В дождливых сумерках лицо Дианы почему-то казалось скульптурно-прекрасным. Лёхин быстро перешёл на тонкий уровень зрения — ни одной крысы вокруг неё! А когда девушка подбежала, он сообразил, почему её лицо кажется скульптурным. Даже бег не оживил застывших черт. Изумлённый Лёхин мог поклясться, что Диана сейчас такая же сонная, как Валя недавно. Значит, он прав? Значит, все компаньоны и компаньонки находились под сильнейшими чарами?

— Что случилось, Диана?

— Такой ужас, Алёша! Нас всех почему-то посчитали наркоманами. И милиция, и врачи. — Девушка говорила тонким, монотонно-капризным голосом, каким иногда говорят заболевшие, с высокой температурой дети. И как капризный больной ребёнок, она держалась за его руку — может, в поисках уверенности?

— Ну а сейчас уже не считают?

— Конечно, нет! Альберт нам даже курить запрещал — не то что наркотики.

— А почему они вообще приехали? Что случилось в кафе, Диана?

— Кто-то из подсобных рабочих нашёл в служебке трупы. Как это страшно! Альберта не было, и он вызвал милицию! А сейчас собрали всех компаньонов и почему-то сразу решили, что мы наркоманы.

— Потому что все выглядят сонными? — задумчиво подсказал Лёхин. — А компаньонов собрали почему? Потому что трупы в служебке? — и вдруг сообразил: — Диана, это кто-то из ваших?

— Да, это наши, — она, не глядя, убрала ладонь с его руки. — Я так устала. И мне… как-то пусто. А всё время хочу спать… А? — встрепенулась она, словно услышав вопрос. — Да, это те четверо, с которыми подрался Анатолий. Помнишь, ты звонил?

— Помню, — выговорил ошеломлённый Лёхин. Четверо?!

— Их убили страшно. Говорят, крови очень много. Нас уже отпустили, но предупредили, что завтра с утра всех на допросы… А если в университете узнают, что мы в уголовном деле замешаны…

Она произнесла это всё с той же, почти монотонной, безразлично-вопросительной интонацией, словно не отвечала на вопрос, не разговаривала с собеседником, а размышляла вслух. А потом словно потухла и, сгорбившись, пошла на остановку. Лёхин успел догнать её и задать важный вопрос — очень важный, хотя сообразил только что.

— Вас всех вызывали? Анатолий тоже здесь?

— Анатолий? — удивилась она наконец. И Лёхин мог бы поклясться, что следующая её фраза прозвучит так: "А кто это?" Но нет. — Странно, что ты спросил. Нас тоже спрашивали о нём.

— И что? Никто не знает?

— А зачем? Зачем нам знать?

Она снова зашагала к остановке, но вдруг остановилась.

— У нас был Роман. Ромка. Он здорово пел под гитару. Послушаешь — и снятся странные, красивые сны. А когда его песни запел Анатолий — это даже выглядело глупым. Я ему однажды сказала, а он обозлился… — Она снова отвернулась к остановке и забормотала, раз за разом зевая: — Ну да… Я и сказала… потому что знала — он… обозлится. Глупо всё.

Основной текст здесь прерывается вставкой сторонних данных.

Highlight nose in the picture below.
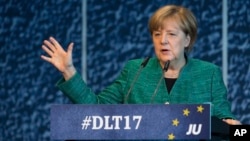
[161,34,168,45]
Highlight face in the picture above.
[152,19,190,65]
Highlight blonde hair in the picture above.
[148,5,197,52]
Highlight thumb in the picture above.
[67,43,74,56]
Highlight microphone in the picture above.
[124,57,150,103]
[151,60,170,103]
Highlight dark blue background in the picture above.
[0,0,250,141]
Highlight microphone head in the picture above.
[163,60,170,71]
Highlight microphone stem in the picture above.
[124,65,144,103]
[151,70,164,104]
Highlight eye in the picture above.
[168,33,176,36]
[153,32,161,37]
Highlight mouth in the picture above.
[161,49,170,54]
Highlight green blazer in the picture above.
[57,58,235,118]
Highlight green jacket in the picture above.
[57,58,235,119]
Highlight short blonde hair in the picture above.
[148,5,197,52]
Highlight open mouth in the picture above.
[161,49,170,53]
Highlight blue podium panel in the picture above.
[50,104,211,140]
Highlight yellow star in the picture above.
[168,133,175,140]
[172,118,180,126]
[183,109,190,116]
[197,105,204,113]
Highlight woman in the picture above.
[41,5,241,124]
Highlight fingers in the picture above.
[67,43,74,56]
[49,37,61,48]
[42,45,53,56]
[41,55,51,63]
[43,40,56,52]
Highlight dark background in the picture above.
[0,0,250,141]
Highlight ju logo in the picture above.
[167,105,210,140]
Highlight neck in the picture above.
[164,57,186,78]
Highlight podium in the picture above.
[50,104,215,140]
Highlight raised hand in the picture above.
[41,37,76,80]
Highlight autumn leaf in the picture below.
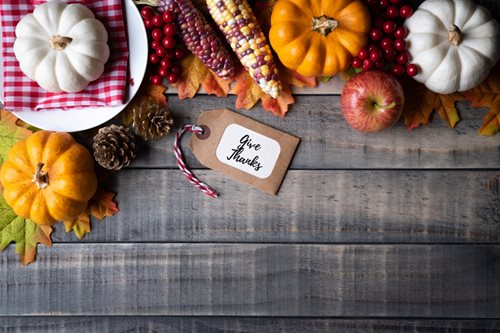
[64,188,119,239]
[403,79,465,130]
[0,196,52,265]
[463,64,500,136]
[0,109,32,164]
[120,82,168,126]
[261,86,295,117]
[231,68,264,110]
[231,68,294,117]
[64,211,91,239]
[177,53,233,99]
[280,64,316,88]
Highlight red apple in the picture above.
[341,71,405,132]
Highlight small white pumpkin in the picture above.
[14,1,109,92]
[405,0,500,94]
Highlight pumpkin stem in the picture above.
[49,35,73,51]
[311,15,339,37]
[448,24,462,46]
[31,163,49,190]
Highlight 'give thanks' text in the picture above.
[226,134,262,171]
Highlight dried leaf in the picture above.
[63,211,90,239]
[403,79,465,130]
[120,82,168,126]
[0,109,32,164]
[463,64,500,136]
[261,86,295,117]
[282,67,316,88]
[177,54,233,99]
[64,188,119,239]
[0,196,52,265]
[231,68,294,117]
[231,68,264,110]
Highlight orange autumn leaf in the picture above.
[463,64,500,136]
[231,69,264,110]
[63,212,91,239]
[121,82,168,126]
[261,86,295,117]
[231,68,294,117]
[280,66,318,88]
[64,188,119,239]
[177,54,233,99]
[148,83,168,105]
[403,79,465,130]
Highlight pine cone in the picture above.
[93,125,136,170]
[132,97,174,140]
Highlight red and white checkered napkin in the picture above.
[0,0,128,111]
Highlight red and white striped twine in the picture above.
[174,125,217,198]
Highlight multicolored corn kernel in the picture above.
[160,0,235,79]
[207,0,281,98]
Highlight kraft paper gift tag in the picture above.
[189,109,300,195]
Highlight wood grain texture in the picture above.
[53,170,500,243]
[0,317,500,333]
[132,96,500,169]
[0,244,500,319]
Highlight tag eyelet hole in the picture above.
[196,125,210,140]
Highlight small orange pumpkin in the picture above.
[0,131,97,224]
[269,0,371,76]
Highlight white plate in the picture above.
[0,0,148,132]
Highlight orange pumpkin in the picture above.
[0,131,97,224]
[269,0,370,76]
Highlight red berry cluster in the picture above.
[141,6,186,84]
[352,0,419,76]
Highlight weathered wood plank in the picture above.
[132,96,500,169]
[0,317,500,333]
[0,244,500,319]
[54,170,500,243]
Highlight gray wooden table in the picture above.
[0,1,500,333]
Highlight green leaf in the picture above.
[0,109,32,164]
[0,196,52,265]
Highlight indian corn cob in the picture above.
[160,0,234,79]
[206,0,281,98]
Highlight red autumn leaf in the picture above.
[403,79,465,130]
[463,64,500,136]
[282,66,318,88]
[231,68,264,110]
[177,54,233,99]
[64,188,119,239]
[122,82,168,126]
[144,83,168,105]
[231,68,294,117]
[261,86,295,117]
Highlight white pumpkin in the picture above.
[14,1,109,92]
[405,0,500,94]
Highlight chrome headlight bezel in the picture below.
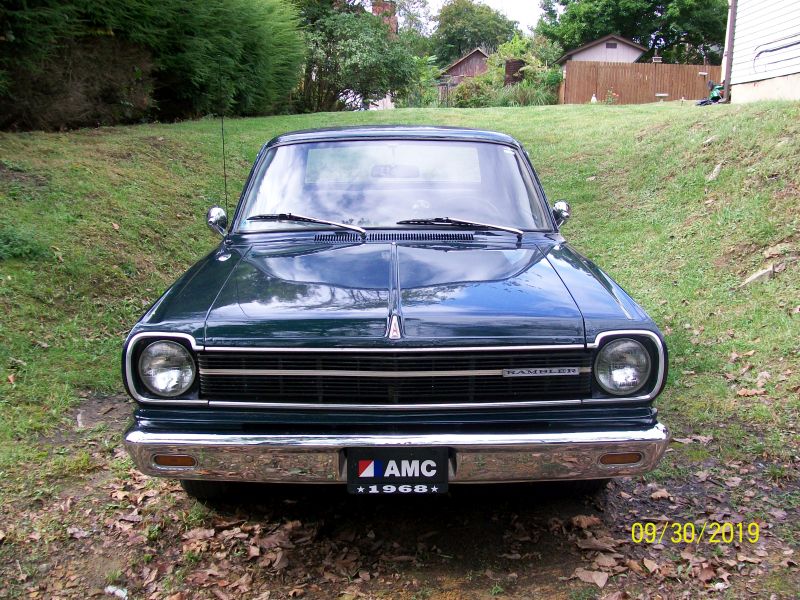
[592,336,660,398]
[135,338,197,399]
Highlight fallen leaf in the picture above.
[573,568,608,589]
[736,553,761,565]
[736,388,767,397]
[768,508,786,520]
[601,590,630,600]
[67,527,89,540]
[594,554,617,568]
[642,558,658,573]
[575,537,616,552]
[697,567,716,583]
[625,559,644,575]
[570,515,602,529]
[183,527,214,540]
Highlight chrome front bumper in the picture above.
[125,424,669,483]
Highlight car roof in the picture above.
[267,125,520,147]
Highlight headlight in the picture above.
[594,338,650,396]
[139,341,195,398]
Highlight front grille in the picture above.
[199,350,591,406]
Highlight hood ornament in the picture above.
[387,315,403,340]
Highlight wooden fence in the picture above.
[559,61,721,104]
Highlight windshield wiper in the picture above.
[245,213,367,239]
[397,217,525,240]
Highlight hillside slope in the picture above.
[0,103,800,591]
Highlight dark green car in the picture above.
[122,127,669,497]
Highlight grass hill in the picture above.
[0,103,800,596]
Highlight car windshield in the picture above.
[237,140,550,233]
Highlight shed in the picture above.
[556,34,647,65]
[722,0,800,103]
[442,48,489,85]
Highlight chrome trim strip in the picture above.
[125,329,666,410]
[208,400,581,411]
[203,344,586,353]
[125,424,669,483]
[125,331,208,406]
[200,367,592,378]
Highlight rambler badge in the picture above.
[503,367,581,377]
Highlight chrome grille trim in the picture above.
[200,367,592,378]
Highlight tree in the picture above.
[300,10,416,112]
[536,0,728,64]
[432,0,518,65]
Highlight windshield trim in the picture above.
[228,134,558,236]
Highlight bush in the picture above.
[450,75,497,108]
[0,0,304,129]
[493,80,558,106]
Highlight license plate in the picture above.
[346,448,448,496]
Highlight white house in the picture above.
[556,34,647,65]
[722,0,800,103]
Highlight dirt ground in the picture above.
[0,397,800,600]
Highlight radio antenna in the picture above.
[217,58,228,214]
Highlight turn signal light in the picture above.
[153,454,197,467]
[600,452,642,465]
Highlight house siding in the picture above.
[730,0,800,86]
[447,52,487,78]
[570,40,643,62]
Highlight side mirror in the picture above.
[206,206,228,237]
[553,200,572,227]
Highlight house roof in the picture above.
[442,48,489,73]
[556,33,648,65]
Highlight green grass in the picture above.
[0,103,800,499]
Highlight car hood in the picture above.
[204,243,585,346]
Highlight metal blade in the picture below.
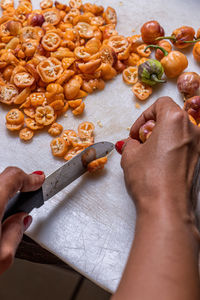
[42,142,114,201]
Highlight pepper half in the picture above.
[138,59,166,86]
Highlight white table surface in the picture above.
[0,0,200,292]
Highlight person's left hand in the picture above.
[0,167,45,275]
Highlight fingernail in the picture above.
[115,140,124,154]
[23,215,33,231]
[32,171,44,175]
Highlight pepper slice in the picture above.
[42,32,61,52]
[6,108,24,125]
[78,122,95,138]
[103,6,117,25]
[122,67,138,84]
[132,82,152,101]
[87,156,108,173]
[146,45,188,78]
[108,35,128,53]
[35,105,55,126]
[64,147,85,161]
[156,26,197,49]
[13,72,35,88]
[0,84,19,105]
[43,8,61,25]
[192,42,200,62]
[19,127,34,141]
[74,46,90,59]
[29,93,45,107]
[51,137,68,157]
[25,118,44,130]
[37,57,63,82]
[61,130,78,145]
[48,123,63,136]
[136,44,151,57]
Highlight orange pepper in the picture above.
[146,45,188,78]
[192,42,200,62]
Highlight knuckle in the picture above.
[0,249,15,271]
[4,167,23,176]
[170,109,189,123]
[156,96,173,105]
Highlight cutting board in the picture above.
[0,0,200,292]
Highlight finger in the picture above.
[0,213,32,274]
[130,97,180,140]
[121,138,142,170]
[0,167,45,215]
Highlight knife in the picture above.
[3,142,114,221]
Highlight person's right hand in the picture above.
[121,97,200,219]
[0,167,45,275]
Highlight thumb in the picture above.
[0,212,32,274]
[121,137,141,170]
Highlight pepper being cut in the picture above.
[138,59,165,86]
[156,26,197,49]
[146,45,188,78]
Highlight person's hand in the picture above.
[112,97,200,300]
[0,167,45,275]
[117,97,200,218]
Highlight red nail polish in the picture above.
[32,171,44,175]
[115,140,124,154]
[23,216,32,231]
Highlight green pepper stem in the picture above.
[144,45,169,56]
[155,35,176,42]
[151,74,166,83]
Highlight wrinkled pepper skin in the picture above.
[140,20,165,44]
[160,51,188,78]
[138,59,165,86]
[156,26,196,49]
[144,45,188,78]
[172,26,195,49]
[192,42,200,62]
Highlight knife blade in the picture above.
[3,142,114,221]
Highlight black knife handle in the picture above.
[3,187,44,221]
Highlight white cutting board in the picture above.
[0,0,200,292]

Чтобы слышать её, Лёхин торопился следом, а она как будто знала: подъехала "маршрутка", девушка дождалась, пока все выйдут. Придержала дверь и, обернувшись, сказала ясно:

— Я всегда знала, что "Орден" будет существовать, пока в нём поёт Ромка.

Возвращаясь на задворки кафе, Лёхин мечтал о паре таблеток от головной боли. Четыре трупа, пропавший Анатолий, пропавший же хозяин, пифия Диана со своим трагическим заявлением о Ромке, в кафе не попасть ни через парадный вход — там милиция, ни через подсобные помещения — не на глазах же десятков взволнованных жильцов! Да и смысл теперь попадать туда? Внутри, небось, обыски вовсю… Придётся всей компанией ехать либо к заливу, либо к мосту возле дома. А Лёхин так надеялся, что кафе напрямую связано ходом с логовом Альберта, который — Лёхин уверен на все сто — убегая, прихватил с собой Анатолия.

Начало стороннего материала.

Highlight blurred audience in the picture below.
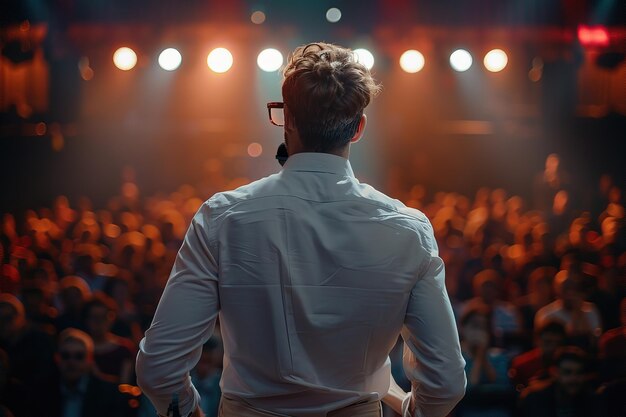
[0,161,626,417]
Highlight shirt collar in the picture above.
[283,152,354,177]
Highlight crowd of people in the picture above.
[0,157,626,417]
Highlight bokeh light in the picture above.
[206,48,233,73]
[450,49,473,72]
[159,48,183,71]
[248,142,263,158]
[113,46,137,71]
[483,49,509,72]
[400,49,425,74]
[250,10,265,25]
[326,7,341,23]
[256,48,283,72]
[354,48,374,69]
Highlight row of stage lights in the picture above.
[113,47,508,73]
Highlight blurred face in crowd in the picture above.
[61,287,85,311]
[0,303,21,340]
[461,313,489,349]
[57,339,93,385]
[560,278,584,310]
[556,360,585,396]
[538,331,564,358]
[85,305,115,339]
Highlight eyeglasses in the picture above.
[267,101,285,126]
[59,351,87,361]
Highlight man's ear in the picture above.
[350,114,367,143]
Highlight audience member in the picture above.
[45,328,131,417]
[509,321,565,392]
[520,346,600,417]
[84,293,135,384]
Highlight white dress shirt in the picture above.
[137,153,466,417]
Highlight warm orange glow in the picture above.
[250,10,265,25]
[206,48,233,73]
[483,49,509,72]
[400,49,425,74]
[113,47,137,71]
[35,122,48,136]
[578,25,609,46]
[248,142,263,158]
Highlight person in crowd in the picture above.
[56,275,91,332]
[519,346,601,417]
[0,293,54,400]
[509,321,565,392]
[464,269,523,351]
[598,297,626,381]
[83,293,135,384]
[535,270,602,348]
[456,305,514,417]
[48,328,132,417]
[516,266,557,334]
[191,336,224,417]
[0,349,29,417]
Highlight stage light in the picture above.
[113,46,137,71]
[450,49,472,72]
[248,142,263,158]
[206,48,233,73]
[159,48,183,71]
[326,7,341,23]
[400,49,425,74]
[256,48,283,72]
[250,10,265,25]
[578,25,609,46]
[483,49,509,72]
[353,48,374,69]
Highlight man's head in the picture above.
[282,42,380,154]
[56,328,94,385]
[554,346,587,397]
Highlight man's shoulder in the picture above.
[204,174,279,210]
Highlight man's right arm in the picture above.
[402,249,467,417]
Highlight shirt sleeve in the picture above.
[136,205,220,416]
[402,228,467,417]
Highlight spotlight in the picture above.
[450,49,472,72]
[578,25,609,46]
[400,49,424,74]
[326,7,341,23]
[113,46,137,71]
[159,48,183,71]
[353,48,374,69]
[248,142,263,158]
[256,48,283,72]
[206,48,233,73]
[483,49,509,72]
[250,10,265,25]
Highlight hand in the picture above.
[383,376,407,415]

Пока он отсутствовал, появился Леонид. Не один — с собаками, как однажды и предположил Лёхин. Именно доберманы в отсутствие Лёхина познакомили своего хозяина с честной компанией: когда Леонид прибыл на место, псы радостно потянули его к Олегу. Олег бы, может, и не узнал доберманов, тем более на поводке и при хозяине, если б Лёхин не рассказал о них по дороге к кафе. Собакам Олег обрадовался. Ещё больше обрадовался, убедившись, что псины нашли-таки дом… И даже профессор принялся вглядываться в них задумчиво, хотя вроде и не должен был их помнить. Может быть, принялся потому, что оказался вторым, кого подошли обнюхать псы.